MOLINE, Ill. — Western Illinois University plans to open a Spanish Bilingual Early Learning and Family Empowerment Lab in downtown Moline.
It's part of a partnership between WIU-QC and the city, as well as Gorman & Company, an urban property developer. By establishing the center near the old I-74 corridor, organizers hope to fill a badly-needed child care gap in the area, while also making steps toward Moline's downtown revitalization goals.
The center will be able to accommodate about 65 kids over several different shifts. Organizers say it will mostly focus on infants, toddlers and preschoolers, but will open the age range up to 8-years old for the weekends. During the week it will offer both first and second shift slots.
WIU-QC plans to open the child care center in August 2022, in the first-floor space of Moline's Enterprise Lofts. Right on River Drive, the 2,400-square-foot space was planned for commercial use, but has sat empty for more than two years.
Right now the room is barren, saved for some pillars and a small wall of cabinets. But Dr. Lindsay Meeker, one of the key organizers of the center, has big plans to transform the space into an inviting, creative escape.
"The idea is that students can kind of make their own choices about their interests and where they want to spend time during free play," she said. "When you come into the center here, you see kind of these pillars. What will be surrounding this kind of stuff is sound barriers - they're curved."
Inside those barriers, Meeker envisions read-alouds, foreign language exercises and potentially even an art space. Off to the side, she pointed out different spots on the floor, labeling them 'library,' 'office area,' and 'more play space.'
"What we really want to accentuate is we are looking to create a very open field so that children have room for both gross motor development and intentional play," Meeker said.
It's been a years-long process for Meeker to get to this point. She's a visiting professor of early childhood education at WIU and also serves as the director of the Center for Best Practices in Early Childhood Education. To her, having an opportunity to address a need in the community, while also promoting bilingual literacy, is a win-win for both the children and Moline.
"We know that approximately 25% or more of our kindergarteners in Rock Island, Moline, East Moline, qualify as multilingual learners. And the more we can empower our early childhood workforce to be able to work with students and families of linguistic diversity, we're putting ourselves in a better place," Meeker said.
The bilingual instruction will also be taught through partnerships with local students and educators, including with Black Hawk College.
But the benefits don't stop with the children, said Meeker.
Moline, like the whole Quad Cities and much of the country, has been struggling with inadequate child care resources. Since the start of the pandemic, the city lost six home-based providers, which cost the area over 50 child care slots.
"The child care crisis is a Moline problem but it's also a larger Quad City problem and a nationwide problem being cited as the reason that parents cannot get back into the workforce following the pandemic," Meeker said.
"They're going to be providing educational opportunities through this site, but also providing childcare at the same time, which then allows the city to see a growth in employment," said Ron Clewer, Illinois market president for Gorman & Company.
And the location is only a benefit, say organizers.
"I think it's a perfect spot, right off the bridge, whether you're going in coming you live here, or here, that convenience factor is great," said Moline Mayor Sangeetha Rayapati. "The Urban Land Institute report we received in the summer also mentioned the possibility of this very kind of center being attached to residential housing in our downtown. And lo and behold, we had a building ready to help us deliver this service."
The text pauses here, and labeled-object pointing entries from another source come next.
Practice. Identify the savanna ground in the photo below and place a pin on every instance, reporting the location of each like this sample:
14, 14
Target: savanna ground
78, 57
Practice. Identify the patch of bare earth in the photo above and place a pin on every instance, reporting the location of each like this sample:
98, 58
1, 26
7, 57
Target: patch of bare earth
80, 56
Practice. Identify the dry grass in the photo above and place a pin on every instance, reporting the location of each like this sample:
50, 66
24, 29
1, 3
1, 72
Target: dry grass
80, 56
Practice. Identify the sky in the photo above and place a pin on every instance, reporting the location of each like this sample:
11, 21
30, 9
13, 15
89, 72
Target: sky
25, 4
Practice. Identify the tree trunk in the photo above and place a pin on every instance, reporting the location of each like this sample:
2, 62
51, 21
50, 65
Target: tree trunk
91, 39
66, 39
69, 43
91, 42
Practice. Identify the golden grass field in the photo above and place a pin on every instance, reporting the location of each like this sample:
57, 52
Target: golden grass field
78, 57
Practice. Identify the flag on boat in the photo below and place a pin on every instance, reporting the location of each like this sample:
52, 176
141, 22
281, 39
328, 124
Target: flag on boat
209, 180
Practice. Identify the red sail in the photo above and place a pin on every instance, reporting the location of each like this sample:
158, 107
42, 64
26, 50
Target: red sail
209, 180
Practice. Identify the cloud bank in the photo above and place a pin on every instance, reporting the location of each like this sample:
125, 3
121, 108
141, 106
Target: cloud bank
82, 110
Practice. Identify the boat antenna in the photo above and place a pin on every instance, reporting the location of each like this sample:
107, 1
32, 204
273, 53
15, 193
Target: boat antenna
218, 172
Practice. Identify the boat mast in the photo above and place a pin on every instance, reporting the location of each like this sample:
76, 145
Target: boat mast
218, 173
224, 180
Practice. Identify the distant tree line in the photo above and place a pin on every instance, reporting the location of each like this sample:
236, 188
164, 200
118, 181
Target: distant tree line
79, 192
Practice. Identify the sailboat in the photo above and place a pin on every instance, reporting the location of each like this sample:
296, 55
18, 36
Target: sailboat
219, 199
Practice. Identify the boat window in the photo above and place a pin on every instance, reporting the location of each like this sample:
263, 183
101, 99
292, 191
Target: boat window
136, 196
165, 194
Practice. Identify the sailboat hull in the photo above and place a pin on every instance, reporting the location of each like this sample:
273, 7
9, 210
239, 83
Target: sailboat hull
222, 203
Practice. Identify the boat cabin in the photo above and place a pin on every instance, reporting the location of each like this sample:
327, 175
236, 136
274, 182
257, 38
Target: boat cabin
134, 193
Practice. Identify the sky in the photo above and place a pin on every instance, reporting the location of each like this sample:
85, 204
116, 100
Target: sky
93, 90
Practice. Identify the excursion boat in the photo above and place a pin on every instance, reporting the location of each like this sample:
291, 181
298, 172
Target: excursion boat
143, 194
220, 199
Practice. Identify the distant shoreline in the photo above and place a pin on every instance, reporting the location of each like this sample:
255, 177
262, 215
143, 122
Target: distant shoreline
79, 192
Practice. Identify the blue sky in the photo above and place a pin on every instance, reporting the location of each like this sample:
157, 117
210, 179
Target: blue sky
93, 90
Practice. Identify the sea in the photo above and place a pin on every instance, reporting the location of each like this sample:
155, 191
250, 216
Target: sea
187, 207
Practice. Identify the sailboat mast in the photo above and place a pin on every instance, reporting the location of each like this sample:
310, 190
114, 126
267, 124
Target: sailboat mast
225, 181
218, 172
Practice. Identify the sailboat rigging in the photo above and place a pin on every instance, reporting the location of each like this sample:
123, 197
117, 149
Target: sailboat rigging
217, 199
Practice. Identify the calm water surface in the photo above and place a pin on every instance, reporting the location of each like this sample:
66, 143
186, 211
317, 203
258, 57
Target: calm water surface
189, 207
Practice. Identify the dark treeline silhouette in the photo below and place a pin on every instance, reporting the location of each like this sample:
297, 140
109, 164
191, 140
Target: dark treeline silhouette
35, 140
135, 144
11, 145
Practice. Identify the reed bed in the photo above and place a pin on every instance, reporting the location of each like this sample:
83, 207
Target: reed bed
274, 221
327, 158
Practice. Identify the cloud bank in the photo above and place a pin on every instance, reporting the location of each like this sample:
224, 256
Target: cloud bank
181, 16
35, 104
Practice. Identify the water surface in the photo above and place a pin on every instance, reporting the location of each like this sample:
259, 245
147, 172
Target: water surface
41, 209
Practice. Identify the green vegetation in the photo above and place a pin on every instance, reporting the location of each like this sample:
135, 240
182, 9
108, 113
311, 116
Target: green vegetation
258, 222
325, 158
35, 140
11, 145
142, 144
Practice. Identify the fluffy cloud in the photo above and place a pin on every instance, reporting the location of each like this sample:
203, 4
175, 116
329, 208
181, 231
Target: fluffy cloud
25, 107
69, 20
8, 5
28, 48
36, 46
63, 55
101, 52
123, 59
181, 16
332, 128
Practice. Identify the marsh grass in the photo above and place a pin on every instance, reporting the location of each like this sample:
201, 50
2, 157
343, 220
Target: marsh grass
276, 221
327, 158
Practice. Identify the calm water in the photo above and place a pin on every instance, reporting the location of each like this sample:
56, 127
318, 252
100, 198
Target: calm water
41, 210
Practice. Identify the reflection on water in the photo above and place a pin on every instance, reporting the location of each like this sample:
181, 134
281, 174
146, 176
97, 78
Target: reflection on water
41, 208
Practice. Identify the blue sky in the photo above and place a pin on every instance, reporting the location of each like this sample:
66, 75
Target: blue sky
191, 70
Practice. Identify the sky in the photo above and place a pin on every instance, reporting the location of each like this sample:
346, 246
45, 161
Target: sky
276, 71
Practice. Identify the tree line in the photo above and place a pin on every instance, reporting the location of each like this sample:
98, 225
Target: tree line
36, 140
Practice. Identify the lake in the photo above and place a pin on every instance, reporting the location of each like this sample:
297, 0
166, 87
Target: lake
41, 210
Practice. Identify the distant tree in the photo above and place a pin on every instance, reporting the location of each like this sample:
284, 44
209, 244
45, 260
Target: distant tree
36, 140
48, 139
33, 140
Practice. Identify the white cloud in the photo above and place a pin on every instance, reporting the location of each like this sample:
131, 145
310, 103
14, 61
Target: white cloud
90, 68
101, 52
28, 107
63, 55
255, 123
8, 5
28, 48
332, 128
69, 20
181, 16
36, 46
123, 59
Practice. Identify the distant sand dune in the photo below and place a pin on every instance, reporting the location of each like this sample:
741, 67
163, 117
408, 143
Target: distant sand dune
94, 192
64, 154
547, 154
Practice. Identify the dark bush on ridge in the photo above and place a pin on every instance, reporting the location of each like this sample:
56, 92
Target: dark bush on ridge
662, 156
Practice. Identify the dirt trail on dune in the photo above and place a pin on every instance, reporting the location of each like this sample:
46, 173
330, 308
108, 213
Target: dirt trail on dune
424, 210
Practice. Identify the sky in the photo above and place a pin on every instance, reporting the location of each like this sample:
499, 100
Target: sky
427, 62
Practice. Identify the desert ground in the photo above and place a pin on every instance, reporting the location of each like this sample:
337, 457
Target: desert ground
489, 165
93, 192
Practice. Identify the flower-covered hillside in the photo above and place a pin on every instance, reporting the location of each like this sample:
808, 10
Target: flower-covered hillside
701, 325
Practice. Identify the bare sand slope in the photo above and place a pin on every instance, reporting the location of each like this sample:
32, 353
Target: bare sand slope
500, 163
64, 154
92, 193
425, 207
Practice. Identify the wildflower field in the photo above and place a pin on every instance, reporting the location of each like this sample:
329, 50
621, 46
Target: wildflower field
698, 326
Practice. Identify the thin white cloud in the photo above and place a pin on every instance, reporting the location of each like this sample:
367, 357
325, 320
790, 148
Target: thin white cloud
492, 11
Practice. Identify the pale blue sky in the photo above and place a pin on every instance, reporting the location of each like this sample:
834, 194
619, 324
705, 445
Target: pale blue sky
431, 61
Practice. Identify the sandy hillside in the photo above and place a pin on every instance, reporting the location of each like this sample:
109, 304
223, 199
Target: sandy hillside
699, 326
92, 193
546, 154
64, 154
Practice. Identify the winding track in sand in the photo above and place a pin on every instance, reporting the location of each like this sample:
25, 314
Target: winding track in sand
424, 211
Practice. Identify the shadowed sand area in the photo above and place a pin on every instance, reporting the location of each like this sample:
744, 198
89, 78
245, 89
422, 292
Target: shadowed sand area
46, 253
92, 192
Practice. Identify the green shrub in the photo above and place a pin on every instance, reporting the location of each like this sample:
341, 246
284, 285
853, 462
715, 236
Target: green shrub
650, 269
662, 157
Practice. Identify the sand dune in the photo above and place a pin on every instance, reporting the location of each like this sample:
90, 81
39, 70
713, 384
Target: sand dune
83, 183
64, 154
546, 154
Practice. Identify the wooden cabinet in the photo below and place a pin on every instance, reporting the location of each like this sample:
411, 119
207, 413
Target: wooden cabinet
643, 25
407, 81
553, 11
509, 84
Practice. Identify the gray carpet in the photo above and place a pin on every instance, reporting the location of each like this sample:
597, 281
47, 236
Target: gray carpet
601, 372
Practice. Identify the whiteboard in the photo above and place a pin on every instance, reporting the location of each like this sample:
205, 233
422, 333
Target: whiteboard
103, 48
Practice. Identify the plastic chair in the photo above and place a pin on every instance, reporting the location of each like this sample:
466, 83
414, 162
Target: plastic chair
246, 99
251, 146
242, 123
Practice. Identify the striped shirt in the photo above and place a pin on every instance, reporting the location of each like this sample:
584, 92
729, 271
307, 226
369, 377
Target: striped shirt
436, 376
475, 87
The center will overlook the old I-74 bridge corridor, next to the city's water department. That report from ULI looked at ways to revitalize Moline's downtown space and recommended a large family park in that area.
"This lab will help add tools in our tool belt for addressing the needs of care for our community's children and their parents who move our economy forward," said Mayor Rayapati.
The announcement coincided with the first day of Moline's new child care loan program, which is awarding $10,000 to $50,000 to new or experienced child care centers in order to expand and support the existing infrastructure.